[Xcb] [PATCH] Handle EAGAIN errno from poll(2) or select(2)

Josh Triplett josh at joshtriplett.org
Sun Aug 23 00:32:16 PDT 2015

On Sat, Aug 22, 2015 at 07:11:41PM -0700, Jeremy Sequoia wrote:
> > On Aug 22, 2015, at 18:43, Josh Triplett <josh at joshtriplett.org> wrote:
> >> On Sat, Aug 22, 2015 at 10:52:17AM -0700, Jeremy Huddleston Sequoia wrote:
> >>> On Aug 22, 2015, at 10:30, Josh Triplett <josh at joshtriplett.org> wrote:
> >>> On Sat, Aug 22, 2015 at 02:33:46AM -0700, Jeremy Huddleston Sequoia wrote:
> >>>>> On Aug 20, 2015, at 09:21, Josh Triplett <josh at joshtriplett.org> wrote:
> >>>>> 
> >>>>> On Thu, Aug 20, 2015 at 12:18:41AM -0700, Jeremy Sequoia wrote:
> >>>>>> Yeah, I thought about sleeping before retrying in the EAGAIN case to
> >>>>>> avoid a possible busy loop.  I can do that if you prefer.
> >>>>>> 
> >>>>>> As I indicated in the commit message, there is know known fallout from
> >>>>>> the lack of EAGAIN handling.  There is no behavioral problem.  Indeed
> >>>>>> the only time someone should ever get back EAGAIN from poll or select
> >>>>>> on darwin is under resource pressure, and its likely the user would
> >>>>>> have bigger concerns than this at that point.
> >>>>>> 
> >>>>>> I just happened to notice this while tracing code to figure out why
> >>>>>> someone on stackoverflow was seeing recv() of the DISPLAY socket
> >>>>>> erring out with EAGAIN and then hanging.
> >>>>> 
> >>>>> If Darwin/OSX returns EAGAIN to a blocking call under *any*
> >>>>> circumstances, including "resource pressure", that's a serious bug.

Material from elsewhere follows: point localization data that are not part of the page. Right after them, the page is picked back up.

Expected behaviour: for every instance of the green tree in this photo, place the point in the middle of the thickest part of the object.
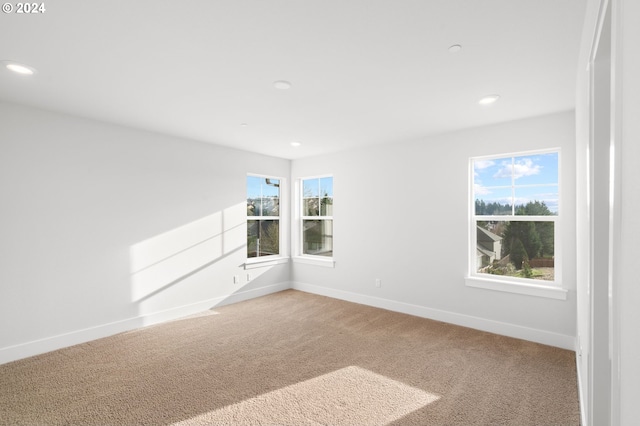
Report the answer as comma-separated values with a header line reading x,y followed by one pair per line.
x,y
527,235
517,253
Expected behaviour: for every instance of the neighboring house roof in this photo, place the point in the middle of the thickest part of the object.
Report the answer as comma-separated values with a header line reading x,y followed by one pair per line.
x,y
484,235
486,252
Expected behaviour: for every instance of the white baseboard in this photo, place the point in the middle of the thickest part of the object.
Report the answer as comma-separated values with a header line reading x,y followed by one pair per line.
x,y
581,395
27,349
497,327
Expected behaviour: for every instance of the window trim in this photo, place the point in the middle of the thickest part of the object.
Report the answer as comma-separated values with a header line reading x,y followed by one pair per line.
x,y
526,286
283,256
299,257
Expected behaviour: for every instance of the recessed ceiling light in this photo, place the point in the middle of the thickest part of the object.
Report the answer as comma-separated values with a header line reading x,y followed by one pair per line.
x,y
282,84
489,99
19,68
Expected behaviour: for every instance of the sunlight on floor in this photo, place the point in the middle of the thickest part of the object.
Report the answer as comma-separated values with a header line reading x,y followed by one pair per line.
x,y
349,396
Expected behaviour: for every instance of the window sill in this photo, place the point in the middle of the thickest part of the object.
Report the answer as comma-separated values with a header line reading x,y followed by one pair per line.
x,y
315,260
264,262
518,288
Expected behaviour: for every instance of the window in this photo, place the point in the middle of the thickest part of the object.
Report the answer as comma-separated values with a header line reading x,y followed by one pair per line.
x,y
515,217
317,216
263,216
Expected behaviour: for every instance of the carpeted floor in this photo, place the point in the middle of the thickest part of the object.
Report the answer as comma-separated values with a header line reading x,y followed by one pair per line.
x,y
293,358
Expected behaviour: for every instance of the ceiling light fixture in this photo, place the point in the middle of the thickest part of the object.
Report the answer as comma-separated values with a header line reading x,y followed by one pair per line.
x,y
19,68
282,85
489,99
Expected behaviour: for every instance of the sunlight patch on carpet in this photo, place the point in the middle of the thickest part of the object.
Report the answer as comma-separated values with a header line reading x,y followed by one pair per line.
x,y
348,396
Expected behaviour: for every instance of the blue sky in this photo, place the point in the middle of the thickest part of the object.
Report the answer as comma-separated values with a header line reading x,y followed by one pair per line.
x,y
257,187
517,180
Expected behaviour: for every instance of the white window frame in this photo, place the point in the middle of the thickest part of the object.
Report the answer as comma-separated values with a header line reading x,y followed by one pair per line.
x,y
300,257
526,286
282,256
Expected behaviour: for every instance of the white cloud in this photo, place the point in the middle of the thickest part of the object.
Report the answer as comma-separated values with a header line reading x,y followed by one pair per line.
x,y
483,164
480,190
521,168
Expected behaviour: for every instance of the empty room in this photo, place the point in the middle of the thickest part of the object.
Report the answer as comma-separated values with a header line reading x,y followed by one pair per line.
x,y
356,212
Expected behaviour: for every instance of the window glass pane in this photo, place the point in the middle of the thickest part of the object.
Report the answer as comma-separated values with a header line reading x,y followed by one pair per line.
x,y
536,169
254,193
271,206
518,249
317,237
326,187
310,207
326,206
263,238
493,201
263,196
495,172
537,200
310,188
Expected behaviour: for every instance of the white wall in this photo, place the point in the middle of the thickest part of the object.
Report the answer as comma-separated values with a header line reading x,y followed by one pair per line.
x,y
624,296
626,283
104,228
401,215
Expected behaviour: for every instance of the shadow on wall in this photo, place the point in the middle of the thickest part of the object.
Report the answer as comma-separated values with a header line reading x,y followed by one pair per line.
x,y
167,259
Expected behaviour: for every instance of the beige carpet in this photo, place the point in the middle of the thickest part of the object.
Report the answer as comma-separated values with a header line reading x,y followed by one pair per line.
x,y
294,358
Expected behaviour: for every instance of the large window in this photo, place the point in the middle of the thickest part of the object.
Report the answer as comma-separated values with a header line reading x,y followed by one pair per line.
x,y
317,216
263,216
515,217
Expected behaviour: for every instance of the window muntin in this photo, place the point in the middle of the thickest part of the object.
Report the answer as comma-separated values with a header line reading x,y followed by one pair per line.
x,y
263,216
317,216
515,215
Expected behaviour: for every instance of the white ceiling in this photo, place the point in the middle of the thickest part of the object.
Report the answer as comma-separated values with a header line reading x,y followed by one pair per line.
x,y
363,71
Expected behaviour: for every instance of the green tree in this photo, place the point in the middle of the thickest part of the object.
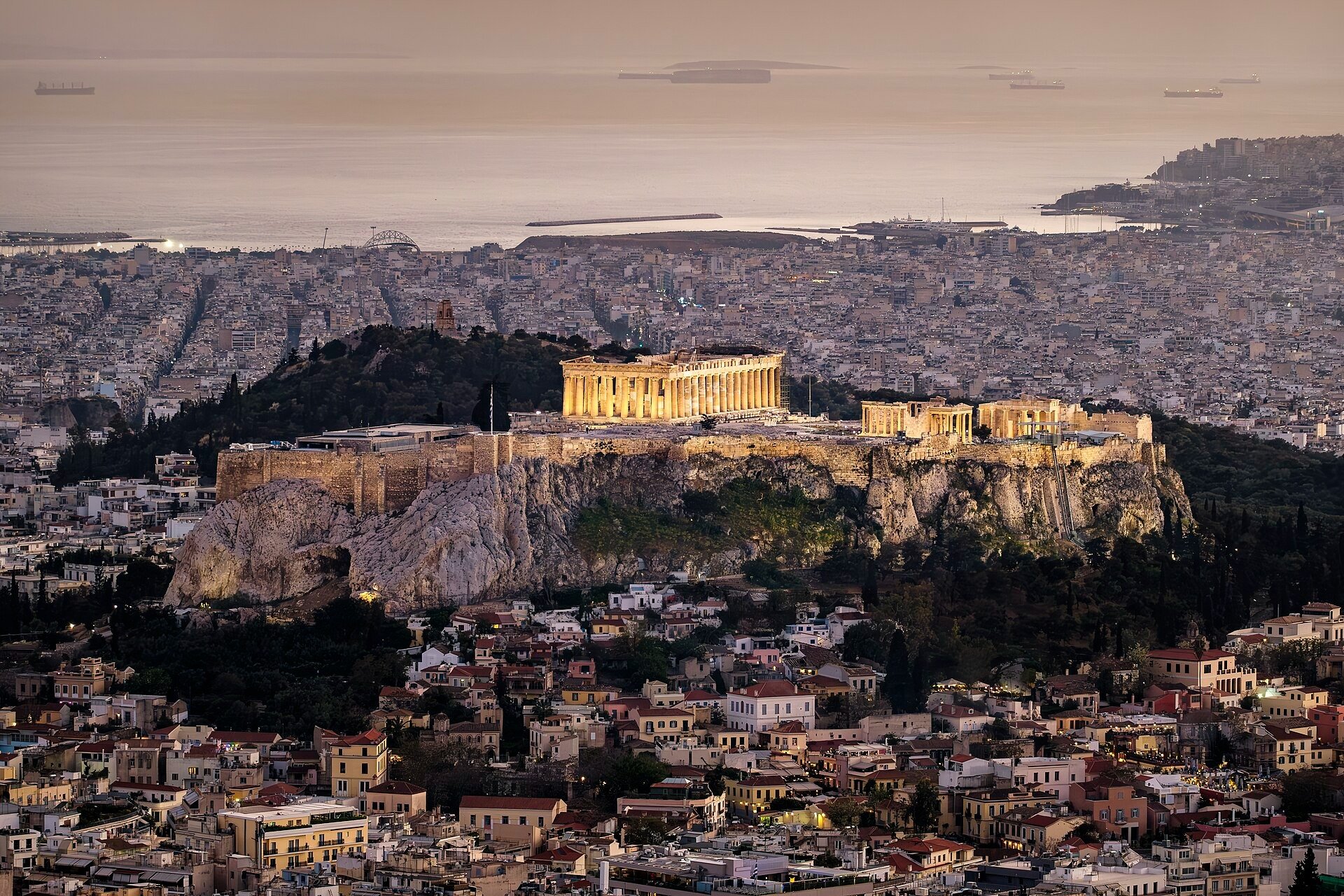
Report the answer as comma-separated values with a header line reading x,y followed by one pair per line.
x,y
1306,793
925,808
843,812
897,687
1307,880
641,832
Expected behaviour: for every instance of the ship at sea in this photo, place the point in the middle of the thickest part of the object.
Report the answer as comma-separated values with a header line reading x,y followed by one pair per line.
x,y
62,90
702,76
721,77
1210,93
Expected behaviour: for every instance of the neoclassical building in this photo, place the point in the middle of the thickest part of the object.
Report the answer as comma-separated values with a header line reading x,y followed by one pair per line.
x,y
917,419
678,387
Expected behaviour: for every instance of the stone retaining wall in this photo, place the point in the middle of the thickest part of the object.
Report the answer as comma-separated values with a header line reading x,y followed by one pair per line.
x,y
381,482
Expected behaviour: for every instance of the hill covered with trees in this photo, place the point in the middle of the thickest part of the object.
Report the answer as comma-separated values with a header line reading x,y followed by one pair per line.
x,y
386,375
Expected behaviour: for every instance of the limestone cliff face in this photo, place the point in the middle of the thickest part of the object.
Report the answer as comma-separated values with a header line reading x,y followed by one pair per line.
x,y
280,539
512,530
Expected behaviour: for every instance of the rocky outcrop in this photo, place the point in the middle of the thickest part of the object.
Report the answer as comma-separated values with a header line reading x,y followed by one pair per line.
x,y
277,540
512,530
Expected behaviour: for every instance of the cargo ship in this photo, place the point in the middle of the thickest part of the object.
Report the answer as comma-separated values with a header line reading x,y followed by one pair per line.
x,y
62,90
702,76
721,77
1211,93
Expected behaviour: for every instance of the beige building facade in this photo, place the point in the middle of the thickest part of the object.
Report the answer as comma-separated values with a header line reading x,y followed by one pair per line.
x,y
676,387
917,419
1027,416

> >>>>> Don't work around it in XCB or any other library, *especially* because
> >>>>> no other platform should behave the same way.  EAGAIN means "The socket
> >>>>> is marked nonblocking and the receive operation would block, or a
> >>>>> receive timeout had been set and the timeout expired before data was
> >>>>> received."  
> >>>> 
> >>>> No, that is not what EAGAIN means.  From SUSv4 at https://urldefense.proofpoint.com/v2/url?u=http-3A__pubs.opengroup.org_onlinepubs_9699919799_functions_poll.html&d=BQIBAg&c=eEvniauFctOgLOKGJOplqw&r=UaoPsU3Wgwl0YJPmjBVM0jyEVkD-hIP4wNFk_7YgTEE&m=b79atDQl6jtM7bQJnkNie1ThegJwAhDJkHqH6ZBsmeQ&s=8rN43F7_wUVFVOedp3SA7SqafUll4tbQU32iZKnmHM0&e= 
> >>>> 
> >>>> """
> >>>> The poll() function shall fail if:
> >>>> 
> >>>> [EAGAIN]
> >>>> The allocation of internal data structures failed but a subsequent request may succeed.
> >>>> ...
> >>>> """
> >>> 
> >>> Ah, I see; I'd forgotten that the spec actually allows EAGAIN and
> >>> EWOULDBLOCK to be different.  EWOULDBLOCK definitely has the semantics I
> >>> had in mind and that the Linux manpage documents; from
> >>> https://urldefense.proofpoint.com/v2/url?u=http-3A__pubs.opengroup.org_onlinepubs_9699919799_functions_V2-5Fchap02.html-23tag-5F15-5F03&d=BQIBAg&c=eEvniauFctOgLOKGJOplqw&r=UaoPsU3Wgwl0YJPmjBVM0jyEVkD-hIP4wNFk_7YgTEE&m=b79atDQl6jtM7bQJnkNie1ThegJwAhDJkHqH6ZBsmeQ&s=T2bl08Kgddw2duANE9MM75ZPc0SHqKhrvCy9gKYMFPE&e= 
> >>> 
> >>>> Operation would block. An operation on a socket marked as non-blocking has encountered a situation such as no data available that otherwise would have caused the function to suspend execution.
> >>> 
> >>> But sure enough, for EAGAIN it says "Resource temporarily unavailable.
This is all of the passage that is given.